Deep Learning from Scratch to GPU - 6 - CUDA and OpenCL

There is only one thing that we have to do to make this code completely general: use general constructors from the core namespace, instead of the convenience methods from the native namespace. These methods are, in this case, ge (general matrix) instead of dge (double general native matrix), and vctr instead of dv (double native vector). The only difference in these methods is that they require an engine-specific factory as their first argument. We accommodate the fully-connected constructor to accept it as an input.

(defn fully-connected [factory activ-fn in-dim out-dim] (let-release [w (ge factory out-dim in-dim) bias (vctr factory out-dim)] (->FullyConnectedInference w bias activ-fn)))

Now, we repeat the example of running the network with native-double.
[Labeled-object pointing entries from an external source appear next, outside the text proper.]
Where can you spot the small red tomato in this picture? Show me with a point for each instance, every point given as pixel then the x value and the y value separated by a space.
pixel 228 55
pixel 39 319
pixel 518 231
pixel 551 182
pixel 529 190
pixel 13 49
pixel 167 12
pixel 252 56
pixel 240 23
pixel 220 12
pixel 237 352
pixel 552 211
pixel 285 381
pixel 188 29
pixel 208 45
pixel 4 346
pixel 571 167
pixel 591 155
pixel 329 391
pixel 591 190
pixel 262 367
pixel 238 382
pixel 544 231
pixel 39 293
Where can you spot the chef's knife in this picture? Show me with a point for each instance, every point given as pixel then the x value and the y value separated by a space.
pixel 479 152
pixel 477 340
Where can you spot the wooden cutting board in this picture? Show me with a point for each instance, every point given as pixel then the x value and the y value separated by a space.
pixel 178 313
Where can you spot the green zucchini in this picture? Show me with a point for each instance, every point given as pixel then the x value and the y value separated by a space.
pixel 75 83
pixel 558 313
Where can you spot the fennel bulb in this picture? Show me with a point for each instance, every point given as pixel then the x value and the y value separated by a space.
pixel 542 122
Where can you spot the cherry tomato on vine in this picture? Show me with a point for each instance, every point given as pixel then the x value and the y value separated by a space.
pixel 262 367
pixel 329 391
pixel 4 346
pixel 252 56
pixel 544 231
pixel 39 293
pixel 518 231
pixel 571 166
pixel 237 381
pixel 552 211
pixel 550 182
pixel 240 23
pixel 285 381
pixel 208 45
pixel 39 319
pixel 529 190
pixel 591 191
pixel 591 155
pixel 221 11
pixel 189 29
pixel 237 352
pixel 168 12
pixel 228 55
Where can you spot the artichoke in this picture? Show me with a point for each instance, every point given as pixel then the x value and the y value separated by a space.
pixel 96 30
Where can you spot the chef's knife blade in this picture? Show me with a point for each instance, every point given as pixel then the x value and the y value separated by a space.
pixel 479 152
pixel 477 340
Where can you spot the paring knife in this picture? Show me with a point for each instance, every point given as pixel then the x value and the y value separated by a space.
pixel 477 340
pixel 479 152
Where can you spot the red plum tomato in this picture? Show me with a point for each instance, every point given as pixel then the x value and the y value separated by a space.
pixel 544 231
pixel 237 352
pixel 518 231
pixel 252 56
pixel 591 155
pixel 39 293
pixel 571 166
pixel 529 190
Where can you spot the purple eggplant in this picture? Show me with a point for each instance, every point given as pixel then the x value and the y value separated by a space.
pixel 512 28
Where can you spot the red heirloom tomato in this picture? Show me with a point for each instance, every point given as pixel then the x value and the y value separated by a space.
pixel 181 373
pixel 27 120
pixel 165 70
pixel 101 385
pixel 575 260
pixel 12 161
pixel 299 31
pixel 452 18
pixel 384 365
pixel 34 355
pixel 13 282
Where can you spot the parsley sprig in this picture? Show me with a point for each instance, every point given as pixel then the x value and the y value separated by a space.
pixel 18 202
That is the same factory that is used by the dge and dv methods, available in the native namespace. We can use native-float in its place, to use single-precision floating point computations on the CPU, or some of the GPU factories, or configure another factory coded by a 3-rd party, or even use the same code provided by Neanderthal, but configured in a different way.
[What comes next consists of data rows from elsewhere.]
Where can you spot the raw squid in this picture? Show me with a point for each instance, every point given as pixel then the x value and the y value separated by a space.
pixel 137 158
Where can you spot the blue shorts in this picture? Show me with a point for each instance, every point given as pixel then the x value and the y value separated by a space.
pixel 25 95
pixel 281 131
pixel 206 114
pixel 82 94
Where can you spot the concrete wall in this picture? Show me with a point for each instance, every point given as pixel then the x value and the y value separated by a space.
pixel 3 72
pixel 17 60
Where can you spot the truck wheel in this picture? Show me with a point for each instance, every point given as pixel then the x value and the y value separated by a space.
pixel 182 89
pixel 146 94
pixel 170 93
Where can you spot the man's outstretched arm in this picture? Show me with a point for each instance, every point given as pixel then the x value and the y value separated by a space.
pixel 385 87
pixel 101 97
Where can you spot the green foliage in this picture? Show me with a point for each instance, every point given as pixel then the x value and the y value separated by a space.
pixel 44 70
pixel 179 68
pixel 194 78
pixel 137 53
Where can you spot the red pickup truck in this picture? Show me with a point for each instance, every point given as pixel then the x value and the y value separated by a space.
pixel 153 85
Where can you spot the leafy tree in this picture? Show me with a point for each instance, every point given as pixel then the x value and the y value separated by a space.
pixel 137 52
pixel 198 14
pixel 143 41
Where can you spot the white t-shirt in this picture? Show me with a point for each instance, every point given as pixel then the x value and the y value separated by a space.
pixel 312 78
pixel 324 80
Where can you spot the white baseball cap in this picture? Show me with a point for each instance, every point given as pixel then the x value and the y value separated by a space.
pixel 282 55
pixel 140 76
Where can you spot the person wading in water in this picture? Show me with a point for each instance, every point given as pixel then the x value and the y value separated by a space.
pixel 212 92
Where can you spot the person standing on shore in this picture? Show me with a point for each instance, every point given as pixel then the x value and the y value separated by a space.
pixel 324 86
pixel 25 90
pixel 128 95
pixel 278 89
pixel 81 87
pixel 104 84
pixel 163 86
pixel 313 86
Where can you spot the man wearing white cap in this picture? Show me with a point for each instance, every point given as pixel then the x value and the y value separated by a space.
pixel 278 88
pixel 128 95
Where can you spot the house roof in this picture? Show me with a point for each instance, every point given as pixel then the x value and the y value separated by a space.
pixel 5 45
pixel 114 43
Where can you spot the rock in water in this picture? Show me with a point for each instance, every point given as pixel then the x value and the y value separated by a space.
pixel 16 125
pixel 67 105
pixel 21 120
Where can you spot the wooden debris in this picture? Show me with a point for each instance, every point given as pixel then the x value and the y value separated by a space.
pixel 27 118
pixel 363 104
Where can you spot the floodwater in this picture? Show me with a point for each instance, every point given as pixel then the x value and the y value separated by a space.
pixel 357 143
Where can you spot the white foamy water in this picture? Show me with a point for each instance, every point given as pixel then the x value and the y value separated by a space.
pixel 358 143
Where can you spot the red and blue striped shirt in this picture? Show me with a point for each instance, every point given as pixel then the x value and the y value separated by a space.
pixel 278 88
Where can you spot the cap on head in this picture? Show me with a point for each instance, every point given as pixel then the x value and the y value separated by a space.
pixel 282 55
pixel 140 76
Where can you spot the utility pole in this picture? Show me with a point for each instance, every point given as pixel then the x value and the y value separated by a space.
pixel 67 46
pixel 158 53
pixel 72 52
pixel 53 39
(with-release [x (ge native-double 2 2 [0.3 0.9 0.3 0.9]) ones (vctr native-double 1 1) layer-1 (fully-connected native-double tanh! 2 4) a-1 (ge native-double 4 2) layer-2 (fully-connected native-double sigmoid! 4 1) a-2 (ge native-double 1 2)] (transfer! [0.3 0.1 0.9 0.0 0.6 2.0 3.7 1.0] (weights layer-1)) (transfer! [0.7 0.2 1.1 2] (bias layer-1)) (transfer! [0.75 0.15 0.22 0.33] (weights layer-2)) (transfer! [0.3] (bias layer-2)) (transfer (layer-2 (layer-1 x ones a-1) ones a-2)))
nil#RealGEMatrix[double, mxn:1x2, layout:column, offset:0] ▥ ↓ ↓ ┓ → 0.44 0.44 ┗ ┛

I modified the result display of this example a bit. Instead of doing a println as in the previous articles, I transfer the resulting matrix to main-memory. I do it for convenience, since this blog post and its results are automatically generated from live code, and also to teach a few patterns in this type of coding.
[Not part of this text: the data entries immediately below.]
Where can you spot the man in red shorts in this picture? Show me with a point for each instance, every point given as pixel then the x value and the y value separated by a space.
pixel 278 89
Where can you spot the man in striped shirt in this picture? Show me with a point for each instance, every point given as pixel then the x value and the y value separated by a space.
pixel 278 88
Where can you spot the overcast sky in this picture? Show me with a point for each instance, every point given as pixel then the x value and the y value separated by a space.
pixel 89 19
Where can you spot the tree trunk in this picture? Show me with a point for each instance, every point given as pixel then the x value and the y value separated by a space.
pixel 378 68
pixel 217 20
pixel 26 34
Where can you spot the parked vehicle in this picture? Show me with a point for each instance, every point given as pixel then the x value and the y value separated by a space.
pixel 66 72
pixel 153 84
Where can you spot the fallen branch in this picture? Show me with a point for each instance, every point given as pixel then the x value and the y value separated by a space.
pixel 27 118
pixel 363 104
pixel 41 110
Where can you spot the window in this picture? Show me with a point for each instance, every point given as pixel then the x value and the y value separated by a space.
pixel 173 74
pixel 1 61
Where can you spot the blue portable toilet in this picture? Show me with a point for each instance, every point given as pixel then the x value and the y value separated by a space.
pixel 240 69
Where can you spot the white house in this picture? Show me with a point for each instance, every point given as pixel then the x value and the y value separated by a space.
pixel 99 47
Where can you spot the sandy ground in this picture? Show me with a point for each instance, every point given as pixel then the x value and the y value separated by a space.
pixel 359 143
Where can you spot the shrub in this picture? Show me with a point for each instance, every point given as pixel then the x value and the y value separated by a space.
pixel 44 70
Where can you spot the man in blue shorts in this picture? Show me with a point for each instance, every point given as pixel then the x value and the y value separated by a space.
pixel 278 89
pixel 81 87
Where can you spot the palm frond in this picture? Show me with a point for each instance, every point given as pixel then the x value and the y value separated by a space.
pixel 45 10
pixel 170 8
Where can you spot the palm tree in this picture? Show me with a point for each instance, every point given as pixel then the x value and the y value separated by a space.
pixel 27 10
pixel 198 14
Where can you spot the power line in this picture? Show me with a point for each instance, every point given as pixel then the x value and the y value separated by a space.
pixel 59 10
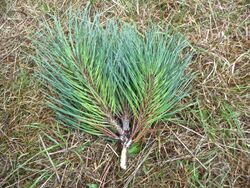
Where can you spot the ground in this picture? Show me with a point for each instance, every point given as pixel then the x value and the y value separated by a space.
pixel 206 145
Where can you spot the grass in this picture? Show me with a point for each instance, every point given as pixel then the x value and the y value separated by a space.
pixel 206 145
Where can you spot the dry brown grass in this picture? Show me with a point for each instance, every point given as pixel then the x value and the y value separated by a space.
pixel 206 145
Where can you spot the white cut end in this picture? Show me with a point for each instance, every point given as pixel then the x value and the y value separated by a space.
pixel 123 163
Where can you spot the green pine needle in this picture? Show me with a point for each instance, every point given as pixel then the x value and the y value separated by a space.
pixel 98 77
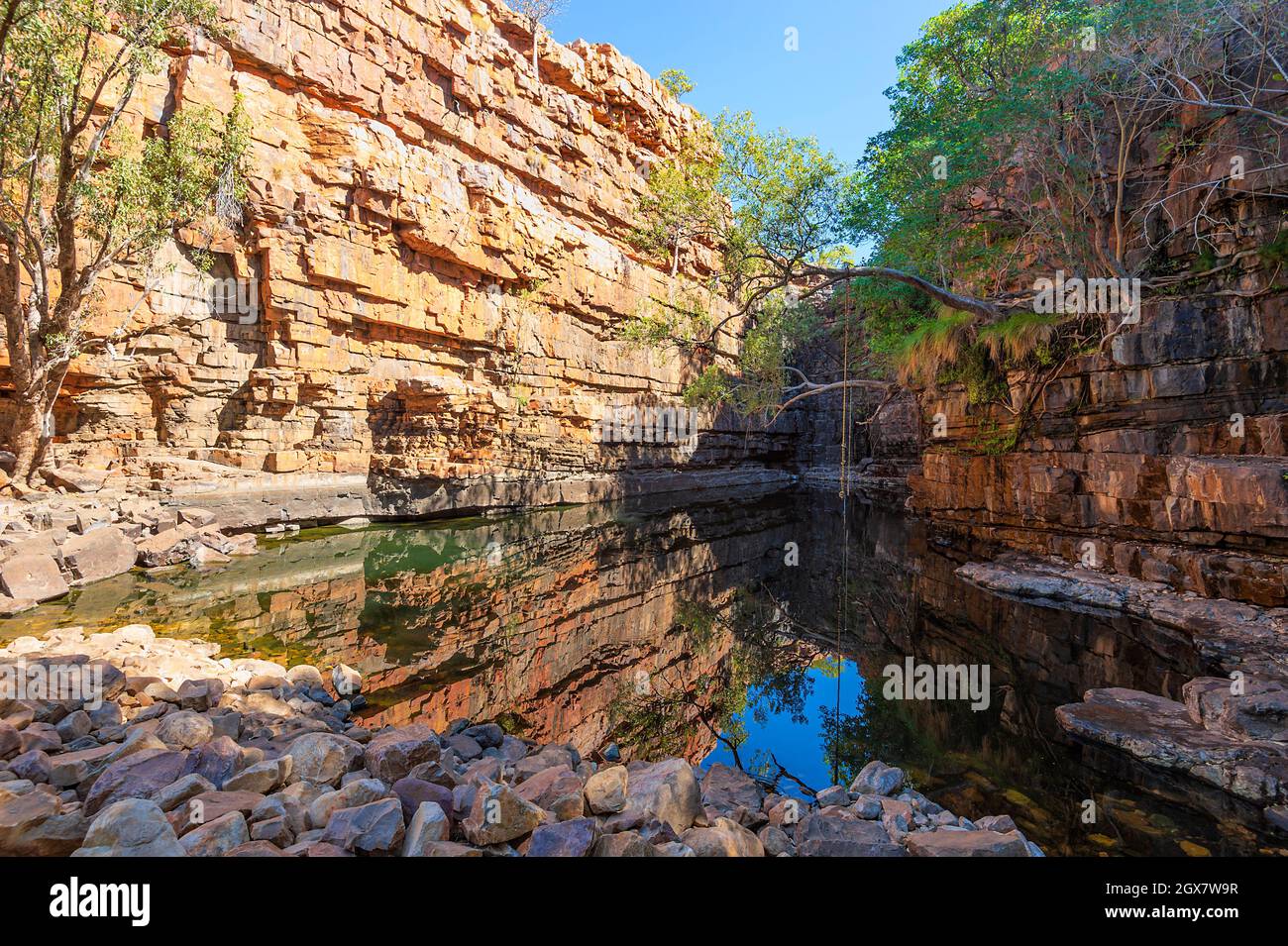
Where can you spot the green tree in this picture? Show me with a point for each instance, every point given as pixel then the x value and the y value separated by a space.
pixel 675 82
pixel 80 192
pixel 536 13
pixel 1020 143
Don't forget that, in this example, I have used with-release for all bindings, even the output a-2. I do this because the code should support CPU and GPU. On the CPU, releasing the data is of great help, but is optional in a REPL session, since the memory eventually gets released by the JVM (with a few caveats since JVM might not do it as soon as you hoped). On the GPU, however, JVM can not do anything; the underlying GPU buffer that is not released explicitly, is not released at all until we release the whole context. Therefore, the habit that I recommend, is to always take care of that and release all vectors, matrices and other structures as soon as possible.

However, we'd like to see the result in the REPL. But, how, if the data stored in the result that is being returned (a-2) is released just the moment before it needs to be printed. Here, the transfer method transfers the data from wherever it is (main memory or GPU memory) to the equivalent object in the main memory.